Not a bee then? a Furry Dronefly!

Four consecutive days of wall-to-wall sunshine should have reminded me that the spring equinox – not the boring Met Office one but the proper mobile one – isn’t always on the same day. So we missed it entirely while we worked on the allotment. When I was a schoolboy I was invariably referred to by one teacher as “rod pole or perch” – an ancient system of length measurement which lingered on the back of our exercise books along with acres, chains and gills. Equinox is at least based on an observable measure – the day nearest to offering an equality of time between night and day. Easter, of course does its thing based on a 13 month moon cycle defying all logic and creating great hazard for those who always plant their potatoes on Good Friday. I love it: the sheer irrationality of it all defying the tidiers-up makes me smile.

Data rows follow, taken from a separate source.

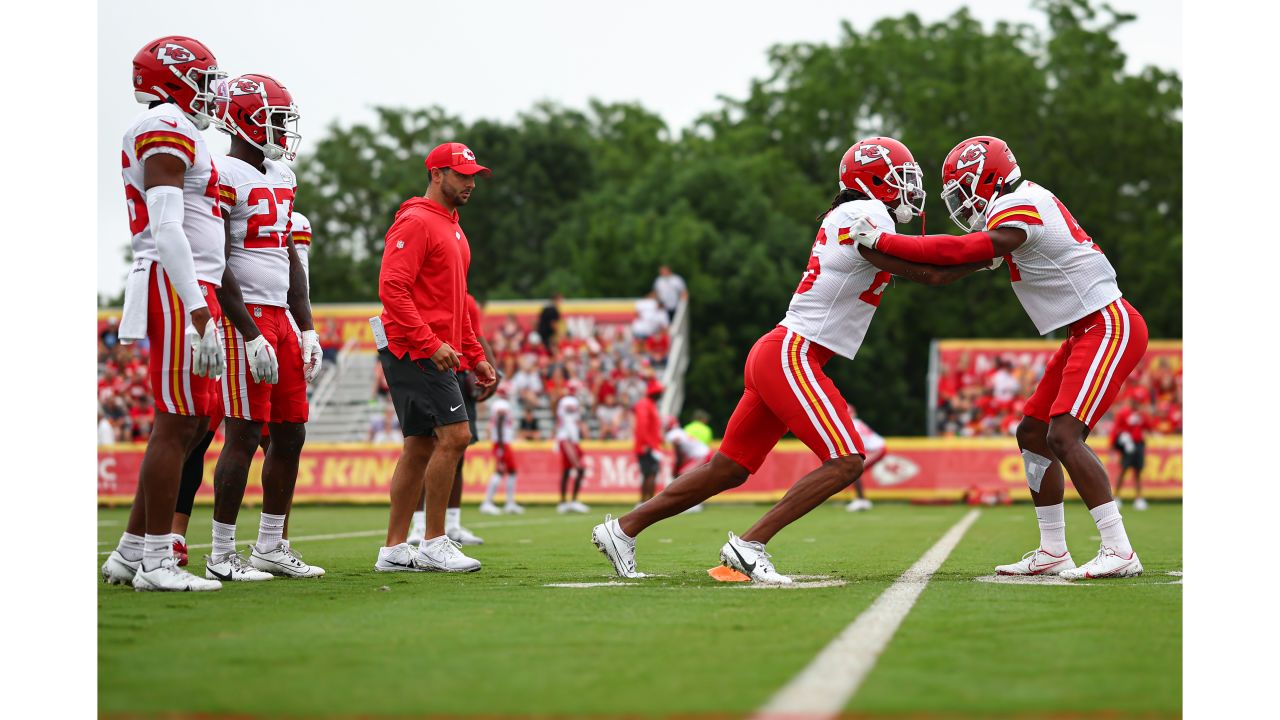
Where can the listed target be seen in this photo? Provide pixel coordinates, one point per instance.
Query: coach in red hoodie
(423, 285)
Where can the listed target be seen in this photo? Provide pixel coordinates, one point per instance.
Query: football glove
(261, 360)
(311, 355)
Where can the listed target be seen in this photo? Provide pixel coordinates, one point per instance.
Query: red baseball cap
(457, 158)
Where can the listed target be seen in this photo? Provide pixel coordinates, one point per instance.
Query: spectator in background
(548, 323)
(670, 290)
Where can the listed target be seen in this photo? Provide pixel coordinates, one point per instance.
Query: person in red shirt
(425, 337)
(648, 436)
(1128, 437)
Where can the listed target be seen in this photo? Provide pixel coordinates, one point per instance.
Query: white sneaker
(280, 560)
(750, 559)
(621, 550)
(1038, 563)
(443, 555)
(316, 572)
(400, 559)
(119, 572)
(462, 536)
(1106, 564)
(170, 578)
(232, 568)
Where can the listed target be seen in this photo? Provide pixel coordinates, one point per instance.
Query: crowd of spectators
(981, 393)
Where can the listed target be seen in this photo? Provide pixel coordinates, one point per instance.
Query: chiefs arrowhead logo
(173, 54)
(973, 154)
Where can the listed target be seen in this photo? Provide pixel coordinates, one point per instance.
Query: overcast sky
(493, 59)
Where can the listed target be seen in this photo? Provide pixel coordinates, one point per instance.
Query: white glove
(261, 360)
(208, 359)
(311, 354)
(865, 232)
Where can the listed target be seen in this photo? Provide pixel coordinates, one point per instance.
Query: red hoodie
(423, 283)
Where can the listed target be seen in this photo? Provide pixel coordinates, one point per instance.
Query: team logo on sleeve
(174, 54)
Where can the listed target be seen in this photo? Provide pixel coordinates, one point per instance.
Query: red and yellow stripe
(1109, 359)
(807, 388)
(161, 139)
(1019, 214)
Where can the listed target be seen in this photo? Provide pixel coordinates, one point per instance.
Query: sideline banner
(914, 469)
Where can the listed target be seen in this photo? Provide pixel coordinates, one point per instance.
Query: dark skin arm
(229, 295)
(919, 272)
(164, 169)
(300, 305)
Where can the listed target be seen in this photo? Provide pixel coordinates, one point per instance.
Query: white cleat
(461, 536)
(1038, 563)
(400, 559)
(613, 543)
(1106, 564)
(170, 578)
(750, 559)
(232, 568)
(280, 560)
(443, 555)
(119, 572)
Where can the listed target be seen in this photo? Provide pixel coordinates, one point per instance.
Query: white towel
(133, 318)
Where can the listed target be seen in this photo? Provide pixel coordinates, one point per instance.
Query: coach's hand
(446, 358)
(261, 360)
(865, 232)
(311, 355)
(208, 359)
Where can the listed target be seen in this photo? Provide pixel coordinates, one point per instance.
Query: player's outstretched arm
(920, 272)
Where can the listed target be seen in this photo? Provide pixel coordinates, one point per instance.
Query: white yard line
(826, 686)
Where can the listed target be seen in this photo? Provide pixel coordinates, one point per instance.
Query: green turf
(499, 642)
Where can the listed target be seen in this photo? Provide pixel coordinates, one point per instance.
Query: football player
(1064, 281)
(170, 188)
(256, 191)
(785, 384)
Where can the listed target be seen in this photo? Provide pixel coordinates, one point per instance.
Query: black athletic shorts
(648, 464)
(424, 396)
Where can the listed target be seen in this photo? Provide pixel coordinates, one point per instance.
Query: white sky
(496, 59)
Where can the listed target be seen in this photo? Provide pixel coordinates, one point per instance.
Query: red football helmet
(179, 69)
(885, 169)
(974, 174)
(259, 109)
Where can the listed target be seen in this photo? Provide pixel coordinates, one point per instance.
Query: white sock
(270, 529)
(131, 547)
(1111, 528)
(224, 538)
(1052, 522)
(155, 548)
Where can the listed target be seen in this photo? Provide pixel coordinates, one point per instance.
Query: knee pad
(1036, 466)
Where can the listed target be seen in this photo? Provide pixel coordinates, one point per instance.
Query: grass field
(501, 642)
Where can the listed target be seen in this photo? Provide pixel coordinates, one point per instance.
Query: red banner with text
(914, 469)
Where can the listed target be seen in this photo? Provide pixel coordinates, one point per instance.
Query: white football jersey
(689, 447)
(568, 411)
(165, 130)
(1059, 274)
(260, 206)
(502, 420)
(840, 290)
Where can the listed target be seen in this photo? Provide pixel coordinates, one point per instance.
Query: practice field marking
(826, 686)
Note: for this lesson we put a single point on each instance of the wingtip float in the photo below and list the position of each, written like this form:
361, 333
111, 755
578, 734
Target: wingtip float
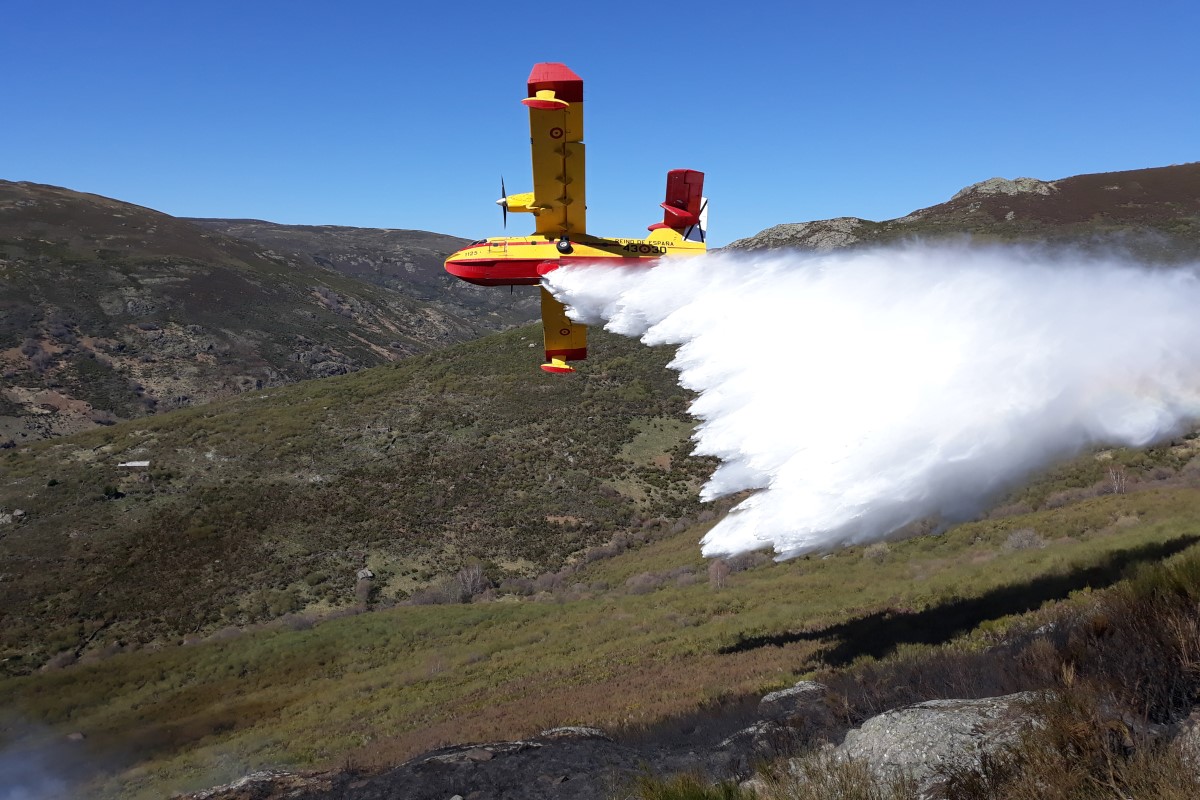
559, 209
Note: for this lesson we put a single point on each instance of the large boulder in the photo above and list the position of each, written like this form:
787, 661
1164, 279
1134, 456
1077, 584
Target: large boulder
924, 740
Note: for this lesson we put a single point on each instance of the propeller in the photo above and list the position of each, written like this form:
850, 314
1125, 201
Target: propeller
504, 204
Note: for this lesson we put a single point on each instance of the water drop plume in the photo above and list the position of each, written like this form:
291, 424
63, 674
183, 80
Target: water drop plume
859, 391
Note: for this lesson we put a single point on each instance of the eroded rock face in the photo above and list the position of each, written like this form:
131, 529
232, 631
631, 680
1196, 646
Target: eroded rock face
1005, 186
921, 740
805, 696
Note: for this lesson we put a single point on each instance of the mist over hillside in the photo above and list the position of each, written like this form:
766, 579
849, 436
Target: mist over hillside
1150, 214
409, 262
349, 571
112, 311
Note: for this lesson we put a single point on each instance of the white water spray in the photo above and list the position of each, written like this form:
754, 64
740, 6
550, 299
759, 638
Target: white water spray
863, 390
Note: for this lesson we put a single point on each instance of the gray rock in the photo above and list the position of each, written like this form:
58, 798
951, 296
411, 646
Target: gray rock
919, 740
1005, 186
807, 695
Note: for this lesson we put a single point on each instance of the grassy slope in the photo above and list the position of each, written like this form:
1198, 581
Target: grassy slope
127, 308
270, 503
603, 649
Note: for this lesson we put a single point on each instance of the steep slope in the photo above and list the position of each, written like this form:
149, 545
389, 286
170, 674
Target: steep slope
409, 262
1152, 212
271, 501
112, 311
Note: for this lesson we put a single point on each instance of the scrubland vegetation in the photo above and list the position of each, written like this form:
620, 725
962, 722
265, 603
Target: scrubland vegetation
535, 561
642, 630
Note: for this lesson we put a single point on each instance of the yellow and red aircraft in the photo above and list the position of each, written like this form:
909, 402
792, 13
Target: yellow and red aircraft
557, 202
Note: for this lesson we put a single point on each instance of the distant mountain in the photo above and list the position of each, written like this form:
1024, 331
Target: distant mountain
112, 311
1152, 212
409, 262
270, 501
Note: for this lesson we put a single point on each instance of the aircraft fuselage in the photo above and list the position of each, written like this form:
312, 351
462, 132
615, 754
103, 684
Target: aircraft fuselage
522, 260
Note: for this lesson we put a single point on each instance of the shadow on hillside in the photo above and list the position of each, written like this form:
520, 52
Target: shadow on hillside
879, 633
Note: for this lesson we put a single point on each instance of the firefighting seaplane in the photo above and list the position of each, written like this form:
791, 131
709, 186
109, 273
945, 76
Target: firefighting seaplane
557, 203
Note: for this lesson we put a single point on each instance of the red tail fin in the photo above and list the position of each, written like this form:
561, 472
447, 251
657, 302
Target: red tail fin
682, 208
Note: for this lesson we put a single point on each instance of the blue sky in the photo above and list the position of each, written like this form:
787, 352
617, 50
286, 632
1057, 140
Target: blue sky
405, 115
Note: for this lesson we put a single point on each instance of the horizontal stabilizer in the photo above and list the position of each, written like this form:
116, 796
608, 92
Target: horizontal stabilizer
684, 204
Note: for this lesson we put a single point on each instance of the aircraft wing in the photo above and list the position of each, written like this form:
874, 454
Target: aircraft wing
565, 340
556, 136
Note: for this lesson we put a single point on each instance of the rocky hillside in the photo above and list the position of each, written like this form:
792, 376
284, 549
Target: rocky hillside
408, 262
1153, 212
113, 311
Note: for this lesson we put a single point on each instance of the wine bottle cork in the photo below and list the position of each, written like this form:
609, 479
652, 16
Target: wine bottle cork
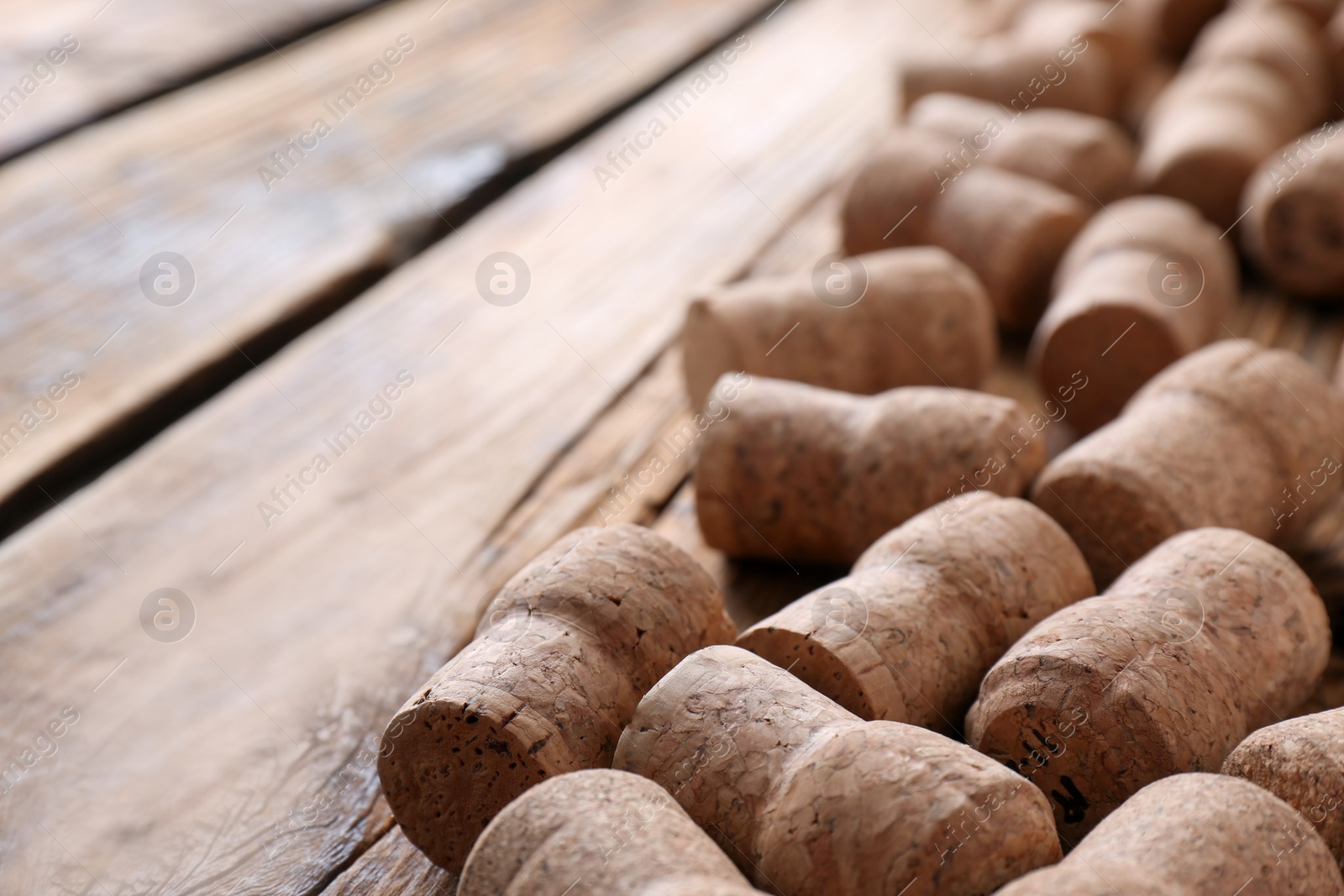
1250, 85
811, 474
927, 610
1082, 155
1191, 836
1210, 636
618, 835
1294, 214
897, 317
1147, 282
812, 799
1011, 230
1301, 762
1230, 412
557, 668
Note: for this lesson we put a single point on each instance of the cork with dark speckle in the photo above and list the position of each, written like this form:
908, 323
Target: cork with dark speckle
927, 610
811, 799
1211, 636
813, 474
601, 833
559, 663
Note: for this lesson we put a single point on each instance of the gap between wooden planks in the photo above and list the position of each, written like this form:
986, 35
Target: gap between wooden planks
128, 50
237, 758
479, 86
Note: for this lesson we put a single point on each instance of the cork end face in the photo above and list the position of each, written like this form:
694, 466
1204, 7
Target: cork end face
822, 663
1113, 516
1112, 348
448, 768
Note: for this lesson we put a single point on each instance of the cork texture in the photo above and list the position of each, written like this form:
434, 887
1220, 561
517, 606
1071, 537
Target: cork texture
1301, 762
559, 661
924, 320
602, 833
1230, 412
812, 799
1194, 836
1209, 637
1147, 282
815, 474
927, 610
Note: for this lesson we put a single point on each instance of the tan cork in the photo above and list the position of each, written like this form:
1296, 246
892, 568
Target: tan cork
1301, 762
806, 473
1250, 85
1294, 214
1147, 282
557, 668
1209, 637
900, 317
1084, 155
598, 833
1011, 230
1194, 835
808, 799
927, 610
1234, 436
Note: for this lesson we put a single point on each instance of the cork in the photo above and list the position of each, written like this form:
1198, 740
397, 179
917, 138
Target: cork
927, 610
1147, 282
1213, 634
1008, 228
1230, 412
1294, 214
615, 833
812, 799
1301, 762
1252, 83
557, 668
1084, 155
900, 317
811, 474
1189, 836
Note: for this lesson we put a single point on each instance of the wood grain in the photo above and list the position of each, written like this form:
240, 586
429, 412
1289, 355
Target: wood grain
483, 86
129, 50
234, 761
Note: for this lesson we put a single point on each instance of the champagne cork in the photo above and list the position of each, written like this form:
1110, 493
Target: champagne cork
812, 799
810, 474
558, 665
927, 610
1147, 282
900, 317
1206, 638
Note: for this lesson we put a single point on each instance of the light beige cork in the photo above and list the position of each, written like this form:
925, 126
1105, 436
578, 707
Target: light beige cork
904, 317
1194, 835
1234, 436
927, 610
804, 473
1011, 230
1084, 155
1301, 762
1206, 638
1294, 214
811, 799
1147, 282
557, 668
598, 833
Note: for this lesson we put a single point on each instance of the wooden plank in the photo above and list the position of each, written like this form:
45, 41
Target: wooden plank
237, 758
128, 50
479, 86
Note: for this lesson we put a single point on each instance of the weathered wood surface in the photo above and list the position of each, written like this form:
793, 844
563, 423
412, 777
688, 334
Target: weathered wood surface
127, 50
237, 758
483, 85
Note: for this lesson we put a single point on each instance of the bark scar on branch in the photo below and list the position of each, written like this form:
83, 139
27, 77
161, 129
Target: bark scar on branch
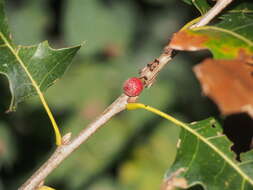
148, 74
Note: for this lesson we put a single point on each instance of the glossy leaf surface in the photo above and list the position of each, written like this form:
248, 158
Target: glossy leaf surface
205, 157
30, 69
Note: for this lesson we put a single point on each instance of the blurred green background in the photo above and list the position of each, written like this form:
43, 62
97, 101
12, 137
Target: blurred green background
134, 150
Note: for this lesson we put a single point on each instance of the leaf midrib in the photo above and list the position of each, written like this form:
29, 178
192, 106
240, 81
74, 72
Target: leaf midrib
238, 36
235, 166
35, 85
189, 129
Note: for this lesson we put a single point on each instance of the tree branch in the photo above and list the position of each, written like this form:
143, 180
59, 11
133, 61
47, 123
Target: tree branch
148, 74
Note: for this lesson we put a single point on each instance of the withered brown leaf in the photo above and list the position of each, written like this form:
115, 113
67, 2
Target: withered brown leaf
229, 83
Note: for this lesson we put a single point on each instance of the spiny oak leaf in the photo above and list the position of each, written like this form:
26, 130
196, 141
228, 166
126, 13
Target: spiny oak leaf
30, 70
204, 157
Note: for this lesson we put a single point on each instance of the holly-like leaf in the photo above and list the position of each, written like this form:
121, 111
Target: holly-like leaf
32, 69
228, 81
204, 157
201, 5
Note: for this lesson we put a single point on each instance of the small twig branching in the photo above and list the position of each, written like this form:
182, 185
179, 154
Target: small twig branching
148, 74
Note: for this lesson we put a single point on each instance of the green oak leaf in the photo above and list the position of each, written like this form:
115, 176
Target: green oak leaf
201, 5
204, 157
30, 69
230, 38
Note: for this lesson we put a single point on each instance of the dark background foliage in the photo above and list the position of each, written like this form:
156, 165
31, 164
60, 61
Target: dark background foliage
134, 150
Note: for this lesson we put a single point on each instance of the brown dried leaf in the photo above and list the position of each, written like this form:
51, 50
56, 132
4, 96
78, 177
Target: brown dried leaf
229, 83
186, 40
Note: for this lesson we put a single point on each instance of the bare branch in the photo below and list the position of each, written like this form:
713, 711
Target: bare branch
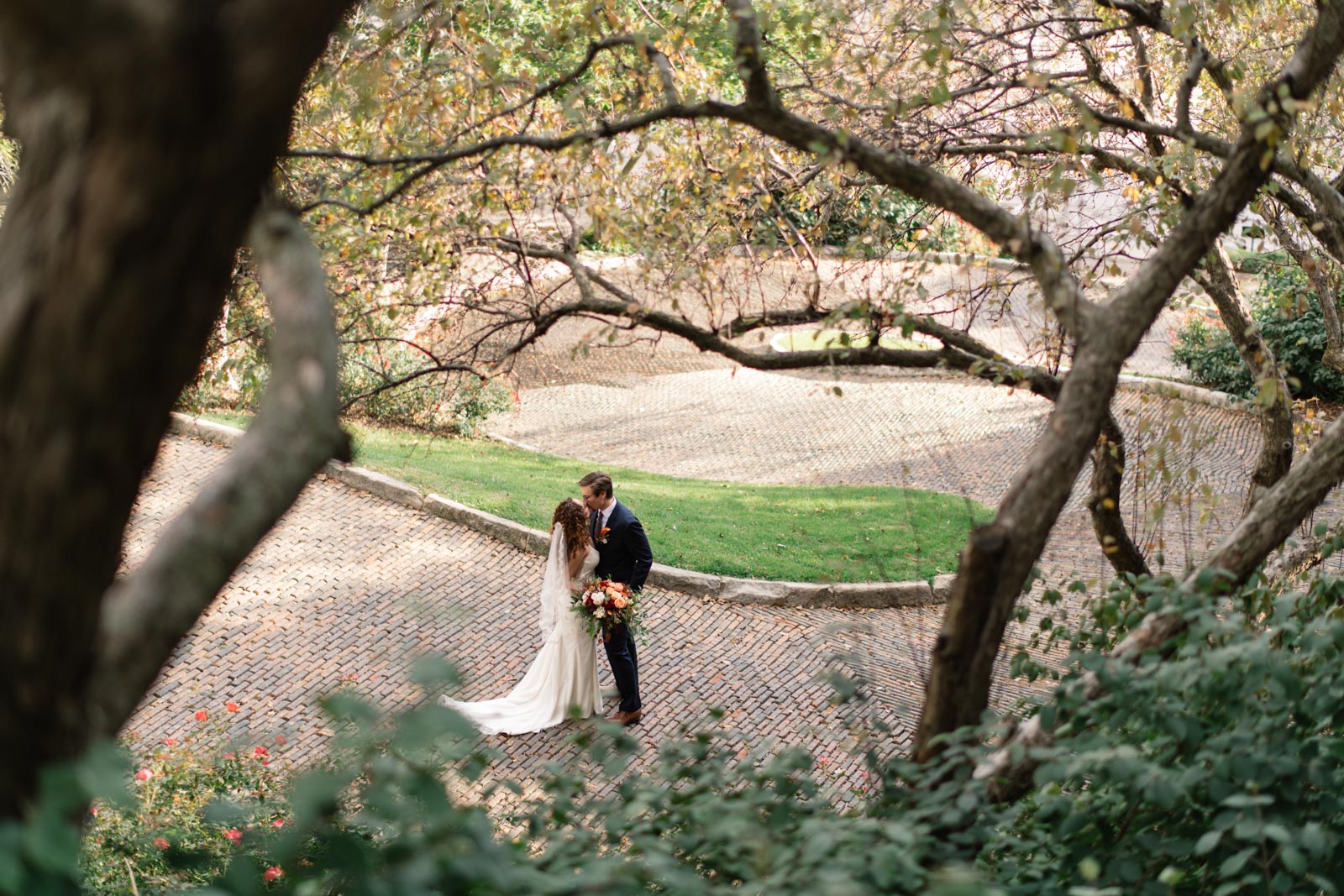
295, 432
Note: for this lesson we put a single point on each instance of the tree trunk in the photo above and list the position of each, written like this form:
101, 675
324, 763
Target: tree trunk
1272, 396
148, 132
1106, 481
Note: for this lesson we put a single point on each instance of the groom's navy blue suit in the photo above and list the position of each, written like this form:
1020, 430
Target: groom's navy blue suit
622, 557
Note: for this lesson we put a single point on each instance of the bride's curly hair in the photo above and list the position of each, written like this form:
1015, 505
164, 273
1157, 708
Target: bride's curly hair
573, 519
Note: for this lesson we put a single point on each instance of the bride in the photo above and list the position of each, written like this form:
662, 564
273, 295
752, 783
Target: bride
562, 679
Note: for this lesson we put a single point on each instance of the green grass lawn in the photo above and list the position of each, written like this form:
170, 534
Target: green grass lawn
796, 533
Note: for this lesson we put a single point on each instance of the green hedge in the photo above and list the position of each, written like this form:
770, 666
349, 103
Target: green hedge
1289, 316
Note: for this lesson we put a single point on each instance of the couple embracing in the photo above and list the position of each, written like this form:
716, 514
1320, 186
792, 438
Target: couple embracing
595, 537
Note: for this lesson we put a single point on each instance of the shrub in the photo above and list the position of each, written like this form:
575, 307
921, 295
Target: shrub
195, 805
1289, 317
1213, 766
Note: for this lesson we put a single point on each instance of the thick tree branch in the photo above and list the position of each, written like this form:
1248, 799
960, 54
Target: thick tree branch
1231, 563
295, 432
958, 681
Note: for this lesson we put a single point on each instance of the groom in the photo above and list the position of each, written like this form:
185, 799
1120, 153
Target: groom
624, 555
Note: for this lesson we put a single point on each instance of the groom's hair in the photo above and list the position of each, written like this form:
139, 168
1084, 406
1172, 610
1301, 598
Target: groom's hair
598, 481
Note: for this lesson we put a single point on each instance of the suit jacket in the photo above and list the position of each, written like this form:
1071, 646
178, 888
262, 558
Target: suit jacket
627, 555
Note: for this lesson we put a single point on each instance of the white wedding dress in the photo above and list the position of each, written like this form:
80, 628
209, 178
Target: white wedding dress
562, 678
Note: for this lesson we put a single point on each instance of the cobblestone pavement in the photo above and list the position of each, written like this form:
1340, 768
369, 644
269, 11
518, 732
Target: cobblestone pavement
914, 430
349, 589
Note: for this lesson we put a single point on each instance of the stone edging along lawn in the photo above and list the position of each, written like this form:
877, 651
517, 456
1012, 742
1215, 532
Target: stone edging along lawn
721, 587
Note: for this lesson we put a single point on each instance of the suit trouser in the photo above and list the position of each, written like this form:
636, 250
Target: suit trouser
625, 668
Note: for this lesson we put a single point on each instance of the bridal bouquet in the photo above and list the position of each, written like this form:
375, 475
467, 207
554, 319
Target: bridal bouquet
604, 605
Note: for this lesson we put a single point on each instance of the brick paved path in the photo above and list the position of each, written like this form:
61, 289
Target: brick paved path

Anyway we were so busy on the allotment that the equinox passed us by and bang on time I’m driven back to the same old question – why is nature so good for us that it distracts us even from marking the (old) beginning of spring? After the winter we’ve had, I can’t begin to say how lovely it’s been to feel the sun on our backs at last. Coming back home every day with our muscles aching and fingers creaking you might think a bit counterintuitive to make a fuss about it. But the allotment offers one small part of our lives over which we have almost complete agency. In an existence filled with expectations from every quarter; bills; health problems and you name it – the allotment is an oasis in which we get to choose what to do without having to bend to the cold winds of authority. There are rules of course but they’re mostly common sense and neighbourliness. Nobody pays any attention to the daft rules about the permitted colour of sheds and the precise percentage of flowers to veg that must be adhered to, and as any Welsh poet will say; rules are the primrose path to creativity.

Anyway, the business of agency is a key concept for achieving eudaimonia – true, deep, happiness. We spent a lot of time this week planning how to move the compost bins and turn them into raised beds, how to move two water butts from one optimal position to another even optimal-er one. We ordered our seeds, decided our priorities and prepared beds for sowing and planting out in the next few weeks. Each day we felt that little bit stronger and we thanked the weather gods for their generosity as we always must.

Being perpetually hard-up we are free from fantasising about machinery and fencing to keep out badgers and people. Every bit of mulch has to be planned and transported down the bumpy path and, expecting the weather to be unexpected much of the time, we develop a kind of radical patience thanking nature for her unexpectedly generous lessons. The bee at the top for instance is not a bee at all but a fly; a dronefly- in fact a Furry Dronefly. I’m not an entomologist but a handy app on my phone helps me to sound cleverer than I really am. “Shame on you” cry the gathered deacons with their withered knowledge and multiple imagination-sucking certainties. But I’ve got other things, better things to do – like learning Welsh and cooking lovely meals and so I’m content to make an assisted guess now and again.

Author: Dave Pole

I've spent my life doing a lot of things, all of them interesting and many of them great fun. When most people see my CV they probably think I'm making things up because it includes being a rather bad welder and engineering dogsbody, a potter, a groundsman and bus driver. I taught in a prison and in one of those ghastly old mental institutions as an art therapist and I spent ten years as a community artist. I was one of the founding members of Spike Island, which began life as Artspace Bristol. ! wrote a column for Bristol Evening Post (I got sacked three times, in which I take some pride) and I worked in local and network radio and then finally became an Anglican parish priest for 25 years, retiring at 68 when I realised that the institutional church and me were on different paths. What interests me? It would be easier to list what doesn't, but I love cooking and baking with our home grown ingredients. I'm fascinated by botany and wildlife in general, and botanical illustration. We have a camper van that takes us to the wild places, we love walking, especially in the hills, and we take too many photographs. But what really animates me is the question "what does it mean to be human?". I've spent my life exploring it in every possible way and the answer is ..... well, today it's sitting in the van in the rain and looking across Ramsey Sound towards Ramsey Island. But it might as easily be digging potatoes or making pickle, singing or finding an orchid or just sitting. But it sure as hell doesn't mean getting a promotion, beasting your co-workers or being obsequious to power, which ensured that my rise to greatness in the Church of England flatlined 30 years ago after about 2 days. But I'm still here and still searching for that elusive sweet spot, and I don't have to please anyone any more. Over the last 50 or so years we've had a succession of gardens, some more like wildernesses when we were both working full-time, but now we're back in the game with our two allotments in Bath.